Bônus desqualificante
Agora, desde que tenham responsabilidade, esses gestores terão de promover o diálogo com quem de fato faz a educação acontecer a fim de construir políticas que contemplem, efetivamente, a valorização profissional dos educadores e a elevação da qualidade do ensino público no nível básico.
O recente cancelamento dos bônus concedidos aos professores da rede pública de educação básica de Nova York (EUA) pegou de surpresa parte dos gestores brasileiros, acostumada a copiar ideias simplistas e empregá-las em diversos (e controversos) contextos nacionais.
Agora, desde que tenham responsabilidade, esses gestores terão de promover o diálogo com quem de fato faz a educação acontecer a fim de construir políticas que contemplem, efetivamente, a valorização profissional dos educadores e a elevação da qualidade do ensino público no nível básico.
Em primeiro lugar, é preciso mudar a concepção equivocada daqueles que insistem em acusar os profissionais da educação e os sindicatos de só pensarem em seus interesses individuais, a exemplo do que alardeia Gustavo Ioschpe (colunista de Veja e consultor da Rede Globo).
Trata-se de uma visão preconceituosa, esquiva e entranhada de paradoxos, pois além de desconsiderar as reais e precárias condições de vida e de trabalho da maioria dos/as educadores/as, também não explica (tampouco justifica!) o comprometimento da categoria com a causa maior de educar e formar melhores cidadãos.

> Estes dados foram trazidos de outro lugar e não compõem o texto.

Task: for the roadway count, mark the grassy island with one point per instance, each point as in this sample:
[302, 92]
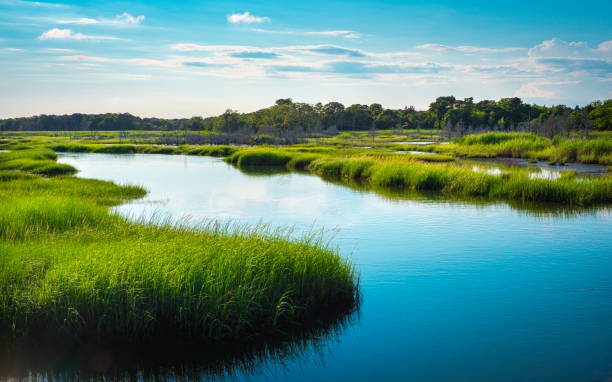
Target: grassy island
[72, 272]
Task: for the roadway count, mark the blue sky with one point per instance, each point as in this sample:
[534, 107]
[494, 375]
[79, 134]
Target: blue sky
[186, 58]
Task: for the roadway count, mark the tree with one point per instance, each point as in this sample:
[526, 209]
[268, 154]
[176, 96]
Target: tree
[601, 115]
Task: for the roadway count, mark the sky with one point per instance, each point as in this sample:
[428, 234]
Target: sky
[198, 58]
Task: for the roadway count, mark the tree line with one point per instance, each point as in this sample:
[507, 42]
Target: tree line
[286, 118]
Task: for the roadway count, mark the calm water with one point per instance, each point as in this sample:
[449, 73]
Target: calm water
[452, 291]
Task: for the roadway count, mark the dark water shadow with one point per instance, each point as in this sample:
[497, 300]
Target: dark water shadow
[172, 361]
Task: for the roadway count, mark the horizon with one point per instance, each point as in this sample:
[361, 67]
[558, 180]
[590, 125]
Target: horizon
[179, 60]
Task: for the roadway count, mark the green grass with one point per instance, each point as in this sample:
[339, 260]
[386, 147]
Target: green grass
[73, 273]
[464, 182]
[37, 161]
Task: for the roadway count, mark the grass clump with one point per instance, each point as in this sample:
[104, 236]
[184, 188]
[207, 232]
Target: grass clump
[34, 161]
[71, 273]
[260, 157]
[464, 182]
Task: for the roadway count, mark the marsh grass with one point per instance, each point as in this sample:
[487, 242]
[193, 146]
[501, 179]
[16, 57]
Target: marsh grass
[34, 161]
[73, 273]
[515, 185]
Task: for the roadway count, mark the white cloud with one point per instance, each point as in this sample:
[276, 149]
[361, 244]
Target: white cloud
[129, 19]
[188, 47]
[81, 21]
[84, 59]
[556, 48]
[465, 48]
[329, 33]
[152, 62]
[34, 3]
[119, 20]
[67, 34]
[536, 89]
[246, 17]
[58, 50]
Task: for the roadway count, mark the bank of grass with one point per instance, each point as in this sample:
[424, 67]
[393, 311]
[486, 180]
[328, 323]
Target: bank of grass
[38, 161]
[524, 145]
[72, 273]
[456, 181]
[405, 172]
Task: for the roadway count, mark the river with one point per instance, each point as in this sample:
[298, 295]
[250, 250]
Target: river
[452, 291]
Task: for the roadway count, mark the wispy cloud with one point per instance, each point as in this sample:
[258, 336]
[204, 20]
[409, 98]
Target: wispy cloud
[67, 34]
[329, 33]
[81, 21]
[189, 47]
[32, 3]
[255, 54]
[83, 59]
[119, 20]
[246, 18]
[332, 50]
[465, 48]
[538, 89]
[58, 50]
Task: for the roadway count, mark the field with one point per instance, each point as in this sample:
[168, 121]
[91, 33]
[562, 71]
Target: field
[71, 272]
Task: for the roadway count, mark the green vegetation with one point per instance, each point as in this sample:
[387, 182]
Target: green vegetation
[40, 161]
[412, 173]
[73, 273]
[287, 121]
[524, 145]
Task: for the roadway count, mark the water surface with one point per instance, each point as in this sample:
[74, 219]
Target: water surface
[451, 291]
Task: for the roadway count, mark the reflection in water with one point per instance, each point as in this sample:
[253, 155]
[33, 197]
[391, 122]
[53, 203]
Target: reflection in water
[171, 361]
[453, 290]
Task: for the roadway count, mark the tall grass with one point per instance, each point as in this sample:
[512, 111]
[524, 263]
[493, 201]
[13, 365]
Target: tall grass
[35, 161]
[458, 181]
[72, 273]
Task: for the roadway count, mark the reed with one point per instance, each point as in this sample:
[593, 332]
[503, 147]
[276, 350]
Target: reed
[73, 273]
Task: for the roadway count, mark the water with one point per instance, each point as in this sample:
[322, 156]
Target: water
[452, 291]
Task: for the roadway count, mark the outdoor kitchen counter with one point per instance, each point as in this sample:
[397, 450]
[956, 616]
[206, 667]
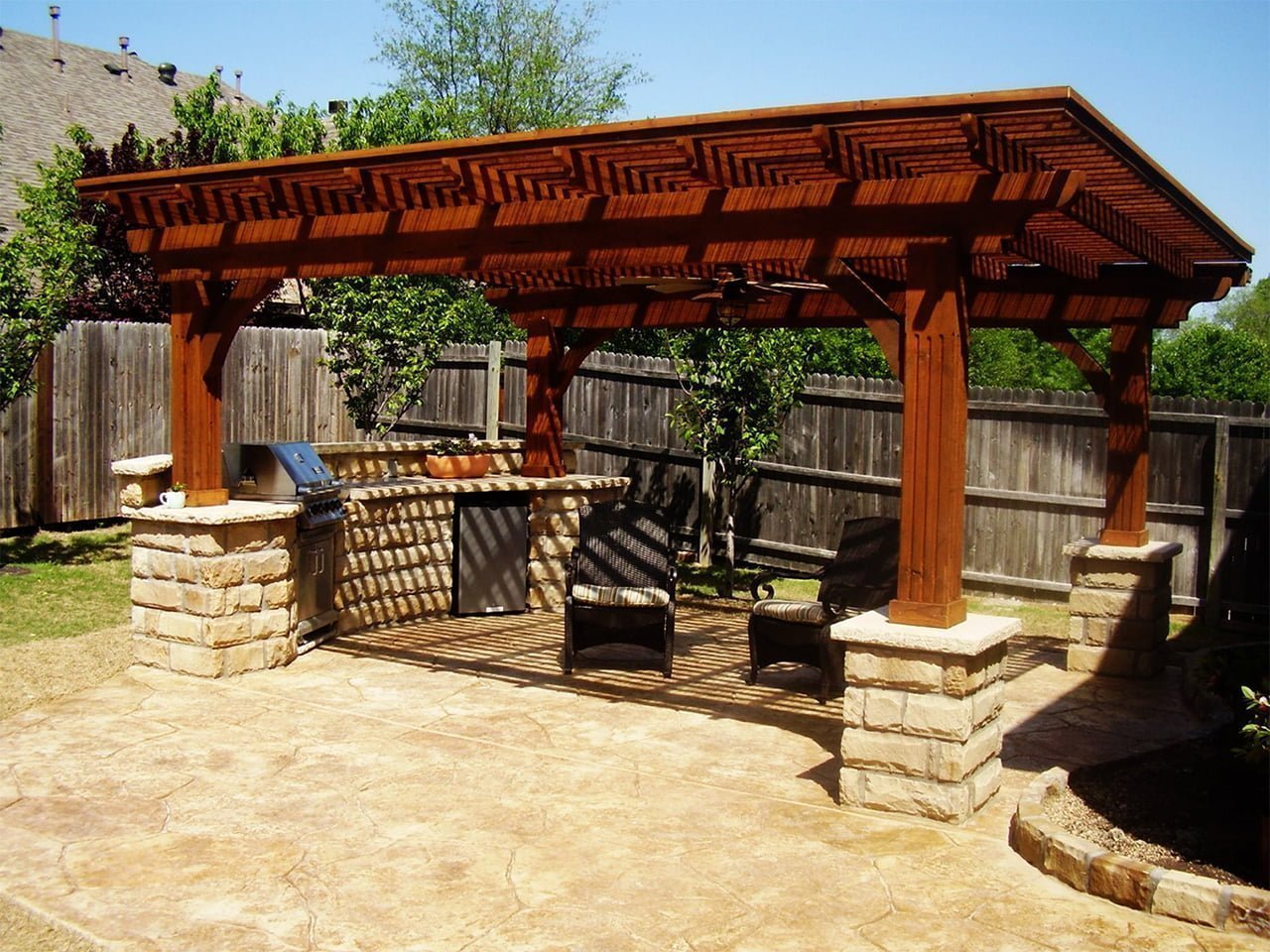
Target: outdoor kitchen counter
[394, 558]
[430, 486]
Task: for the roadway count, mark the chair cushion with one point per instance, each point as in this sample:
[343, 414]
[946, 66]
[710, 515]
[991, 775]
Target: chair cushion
[797, 612]
[620, 597]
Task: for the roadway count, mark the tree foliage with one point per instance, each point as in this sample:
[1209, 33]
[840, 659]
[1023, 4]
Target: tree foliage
[1211, 362]
[738, 389]
[41, 267]
[1247, 309]
[493, 66]
[385, 335]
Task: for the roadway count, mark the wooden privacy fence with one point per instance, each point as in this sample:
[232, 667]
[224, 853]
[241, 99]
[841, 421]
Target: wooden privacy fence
[108, 402]
[1035, 466]
[1034, 474]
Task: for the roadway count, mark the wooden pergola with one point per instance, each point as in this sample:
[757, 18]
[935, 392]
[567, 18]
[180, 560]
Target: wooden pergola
[915, 217]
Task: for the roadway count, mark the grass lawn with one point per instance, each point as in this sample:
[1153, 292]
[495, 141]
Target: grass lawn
[59, 584]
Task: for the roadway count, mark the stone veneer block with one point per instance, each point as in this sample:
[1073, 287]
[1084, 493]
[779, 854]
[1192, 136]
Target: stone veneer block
[921, 714]
[394, 556]
[213, 589]
[1119, 607]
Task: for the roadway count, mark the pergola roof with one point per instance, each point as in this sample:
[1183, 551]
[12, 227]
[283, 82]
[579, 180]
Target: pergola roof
[1062, 218]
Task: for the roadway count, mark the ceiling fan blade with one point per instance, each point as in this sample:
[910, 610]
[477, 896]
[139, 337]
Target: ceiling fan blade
[798, 286]
[666, 285]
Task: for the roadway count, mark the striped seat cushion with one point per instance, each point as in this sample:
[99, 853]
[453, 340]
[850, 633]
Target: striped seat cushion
[797, 612]
[619, 597]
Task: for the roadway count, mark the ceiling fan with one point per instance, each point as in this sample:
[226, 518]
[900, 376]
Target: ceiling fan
[729, 286]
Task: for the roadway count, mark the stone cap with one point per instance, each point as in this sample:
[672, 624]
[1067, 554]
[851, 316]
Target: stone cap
[1150, 552]
[236, 511]
[141, 465]
[973, 636]
[412, 445]
[429, 486]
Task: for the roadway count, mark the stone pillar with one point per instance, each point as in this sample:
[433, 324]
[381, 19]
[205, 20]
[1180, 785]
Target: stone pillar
[922, 714]
[213, 588]
[554, 526]
[1119, 606]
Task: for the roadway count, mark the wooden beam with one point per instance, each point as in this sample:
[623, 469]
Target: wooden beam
[996, 151]
[1061, 339]
[714, 226]
[1128, 405]
[883, 322]
[933, 465]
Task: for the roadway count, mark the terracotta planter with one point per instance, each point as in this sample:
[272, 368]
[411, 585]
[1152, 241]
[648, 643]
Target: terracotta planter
[457, 467]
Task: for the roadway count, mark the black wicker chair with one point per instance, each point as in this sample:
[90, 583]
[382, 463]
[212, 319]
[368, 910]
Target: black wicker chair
[860, 578]
[620, 585]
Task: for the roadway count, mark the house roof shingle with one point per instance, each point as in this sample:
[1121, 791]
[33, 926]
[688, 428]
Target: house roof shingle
[39, 103]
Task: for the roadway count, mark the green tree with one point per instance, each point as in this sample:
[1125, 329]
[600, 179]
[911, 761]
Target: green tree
[493, 66]
[41, 267]
[389, 119]
[209, 130]
[738, 389]
[847, 352]
[1247, 309]
[1008, 357]
[1211, 362]
[385, 335]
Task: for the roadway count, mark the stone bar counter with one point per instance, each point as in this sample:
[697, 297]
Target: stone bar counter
[213, 588]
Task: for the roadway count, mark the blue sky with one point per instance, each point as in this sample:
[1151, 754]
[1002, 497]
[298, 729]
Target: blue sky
[1187, 80]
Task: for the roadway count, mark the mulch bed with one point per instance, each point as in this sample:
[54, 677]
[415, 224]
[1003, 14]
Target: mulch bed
[1193, 806]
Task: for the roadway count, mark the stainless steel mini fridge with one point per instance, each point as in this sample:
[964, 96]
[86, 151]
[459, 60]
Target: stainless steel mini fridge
[492, 542]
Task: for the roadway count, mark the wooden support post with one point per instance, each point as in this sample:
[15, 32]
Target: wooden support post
[1128, 404]
[195, 400]
[549, 372]
[1213, 613]
[46, 495]
[933, 472]
[204, 318]
[706, 512]
[544, 424]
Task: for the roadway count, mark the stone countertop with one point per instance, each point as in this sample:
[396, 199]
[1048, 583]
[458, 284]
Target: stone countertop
[236, 511]
[143, 465]
[429, 486]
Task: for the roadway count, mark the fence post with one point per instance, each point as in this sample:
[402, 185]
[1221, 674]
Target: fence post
[1216, 520]
[46, 499]
[706, 511]
[493, 386]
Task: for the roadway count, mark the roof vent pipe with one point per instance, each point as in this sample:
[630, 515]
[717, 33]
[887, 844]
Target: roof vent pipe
[55, 13]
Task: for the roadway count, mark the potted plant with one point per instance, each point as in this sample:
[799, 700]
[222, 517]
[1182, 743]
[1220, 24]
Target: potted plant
[456, 458]
[175, 498]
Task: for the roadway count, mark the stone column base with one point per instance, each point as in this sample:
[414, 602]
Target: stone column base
[922, 714]
[213, 589]
[1119, 606]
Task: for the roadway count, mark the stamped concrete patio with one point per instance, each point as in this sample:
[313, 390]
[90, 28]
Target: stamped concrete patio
[443, 785]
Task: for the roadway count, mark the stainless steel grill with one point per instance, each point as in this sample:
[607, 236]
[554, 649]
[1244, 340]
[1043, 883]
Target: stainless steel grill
[294, 472]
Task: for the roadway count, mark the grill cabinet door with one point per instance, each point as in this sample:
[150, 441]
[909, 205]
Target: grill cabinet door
[492, 539]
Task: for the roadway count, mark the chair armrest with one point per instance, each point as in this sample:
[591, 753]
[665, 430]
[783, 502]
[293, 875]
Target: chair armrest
[765, 580]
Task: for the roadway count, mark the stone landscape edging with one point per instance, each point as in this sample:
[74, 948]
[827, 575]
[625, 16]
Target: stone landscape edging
[1088, 867]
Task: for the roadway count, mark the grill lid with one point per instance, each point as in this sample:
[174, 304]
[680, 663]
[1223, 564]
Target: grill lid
[277, 470]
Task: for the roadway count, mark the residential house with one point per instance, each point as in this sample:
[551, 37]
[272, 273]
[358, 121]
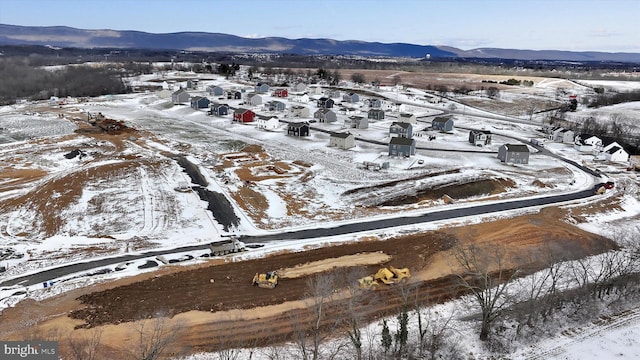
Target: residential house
[299, 87]
[261, 88]
[351, 97]
[303, 98]
[243, 115]
[298, 129]
[376, 114]
[300, 111]
[325, 103]
[587, 143]
[253, 99]
[314, 89]
[399, 146]
[400, 129]
[180, 96]
[514, 154]
[356, 122]
[219, 109]
[192, 84]
[442, 123]
[375, 103]
[199, 102]
[267, 122]
[344, 140]
[613, 152]
[332, 93]
[215, 90]
[275, 105]
[480, 137]
[325, 115]
[281, 93]
[234, 95]
[408, 118]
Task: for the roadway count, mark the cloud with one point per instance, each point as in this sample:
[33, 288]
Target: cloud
[604, 33]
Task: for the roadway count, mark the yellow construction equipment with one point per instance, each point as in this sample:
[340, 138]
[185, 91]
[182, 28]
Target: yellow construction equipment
[268, 280]
[387, 275]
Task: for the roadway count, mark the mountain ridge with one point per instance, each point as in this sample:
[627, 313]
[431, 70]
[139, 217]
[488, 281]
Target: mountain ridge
[65, 36]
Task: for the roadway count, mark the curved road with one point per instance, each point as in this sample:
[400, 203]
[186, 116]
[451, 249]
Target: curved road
[65, 270]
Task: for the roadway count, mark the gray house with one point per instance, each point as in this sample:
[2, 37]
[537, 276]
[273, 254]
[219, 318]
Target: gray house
[402, 147]
[325, 115]
[215, 90]
[342, 140]
[513, 154]
[375, 103]
[199, 102]
[261, 88]
[298, 129]
[325, 103]
[407, 117]
[275, 105]
[480, 137]
[219, 109]
[400, 129]
[351, 97]
[376, 114]
[180, 97]
[442, 123]
[253, 99]
[234, 95]
[356, 122]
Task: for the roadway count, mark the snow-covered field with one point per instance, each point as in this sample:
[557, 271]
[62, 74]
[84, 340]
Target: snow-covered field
[152, 213]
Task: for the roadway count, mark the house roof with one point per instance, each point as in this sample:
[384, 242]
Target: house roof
[441, 119]
[401, 124]
[614, 149]
[241, 111]
[298, 125]
[516, 148]
[402, 141]
[341, 135]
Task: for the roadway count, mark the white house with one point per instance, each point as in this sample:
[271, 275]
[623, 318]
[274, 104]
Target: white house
[267, 122]
[587, 143]
[613, 152]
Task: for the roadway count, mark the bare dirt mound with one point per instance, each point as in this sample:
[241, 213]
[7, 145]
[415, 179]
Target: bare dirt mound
[230, 312]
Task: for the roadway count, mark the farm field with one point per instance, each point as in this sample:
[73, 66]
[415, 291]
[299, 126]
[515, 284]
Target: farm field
[82, 193]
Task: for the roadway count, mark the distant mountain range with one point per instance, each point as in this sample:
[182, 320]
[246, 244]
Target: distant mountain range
[62, 36]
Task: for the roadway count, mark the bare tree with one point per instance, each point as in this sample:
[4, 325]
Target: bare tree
[314, 327]
[154, 336]
[485, 275]
[85, 347]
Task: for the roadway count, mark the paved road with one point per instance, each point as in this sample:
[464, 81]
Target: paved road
[66, 270]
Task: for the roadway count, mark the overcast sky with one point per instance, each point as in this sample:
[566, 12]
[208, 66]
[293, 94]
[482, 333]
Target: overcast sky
[587, 25]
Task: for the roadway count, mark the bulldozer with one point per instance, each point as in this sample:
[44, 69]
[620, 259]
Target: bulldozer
[387, 275]
[267, 280]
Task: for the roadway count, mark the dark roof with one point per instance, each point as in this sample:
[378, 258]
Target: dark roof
[613, 149]
[341, 135]
[240, 111]
[516, 147]
[401, 141]
[298, 125]
[401, 124]
[441, 119]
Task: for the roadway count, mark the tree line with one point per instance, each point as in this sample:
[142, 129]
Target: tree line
[20, 80]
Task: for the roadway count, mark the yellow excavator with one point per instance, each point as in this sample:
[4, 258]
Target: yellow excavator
[267, 280]
[387, 275]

Assim, claro está que, além de profissional, o/a educador/a brasileiro/a tem forte vocação para exercer sua profissão, e não abre mão de ser reconhecido, valorizado e considerado sujeito ativo nas decisões voltadas à sua atuação profissional.
Para a CNTE, o centro do debate sobre qualidade da educação consiste em instituir um Sistema Nacional de Educação (SNE) pautado na democratização da gestão educacional, uma vez que a escola é pública e não estatal, cabendo, portanto, à sociedade geri-la em parceria com o Estado.
Outras duas políticas essenciais, a serem coordenadas pelo SNE, referem-se à (i) valorização profissional – que implica a oferta pública, gratuita e de qualidade de formação inicial e continuada aos educadores, salários dignos e carreiras profissionais atraentes, além de jornadas e de condições de trabalho compatíveis para o êxito escolar; e (ii) financiamento público capaz de garantir a oferta de educação com qualidade e equidade no país.
Sobre o aspecto da avaliação, imprescindível para aferir o nível de qualidade nos sistemas de ensino, além de considerar os impactos das políticas acima elencadas, ela (avaliação) também precisa levar em consideração – do ponto de vista estrutural – os aspectos sociais da comunidade e de organização das redes/sistemas e das escolas, tais como a renda per capita e o nível de formação das famílias usuárias da escola pública; a infraestrutura e o projeto pedagógico escolar; os critérios de participação e a inserção efetiva da comunidade nas decisões da escola; a relação professor/aluno no sistema de ensino e nas salas de aula, dentre outras.
Sob a ótica da concepção pedagógica, a avaliação necessita incorporar os múltiplos aprendizados escolares, que estão longe de serem captados apenas nos testes nacionalizados. Isso requer valorizar e incentivar as produções acadêmica, artística e cultural, assim como a inserção da escola na comunidade e a nota que estudantes, pais e educadores dão ao espaço em que convivem, transmitem, produzem e acumulam conhecimento.
Tal como a política de bônus – que reduz o conceito de qualidade ao treinamento dos estudantes para responderem a testes restritos – o Ideb (Índice de Desenvolvimento da Educação Básica) também apresenta limitações estruturais, embora capte os maléficos efeitos da reprovação e da evasão escolares.
A proposta de PNE, em trâmite no Congresso Nacional, abre a possibilidade de aprimoramento do Ideb, o qual, futuramente e desde que absorvidas as propostas da sociedade, poderá também constituir-se numa ferramenta voltada para a valorização da carreira dos profissionais da educação.
Embora o fracasso dos testes no país que serviu de referência para o mundo, seja fato concreto, a mídia brasileira – porta-voz de partidos políticos conservadores e dos detentores do capital – tenta ludibriar a opinião pública e impor à sociedade suas teses (fracassadas) de qualidade educacional pautada nas avaliações restritivas e na política de bônus escolares.
É o caso do editorial da Folha de São Paulo, de 25 de julho de 2011 (veja aqui) e da proposta do colunista Gustavo Ioschpe de afixar na porta de cada escola a nota do Ideb.
Diante do ranço midiático, que camufla interesses espúrios, é preciso acirrar a luta do movimento sindical contra os princípios da educação empresarial – herança maldita do neoliberalismo – que insiste em fincar suas garras nos sistemas de ensino do país. O desafio se mantém!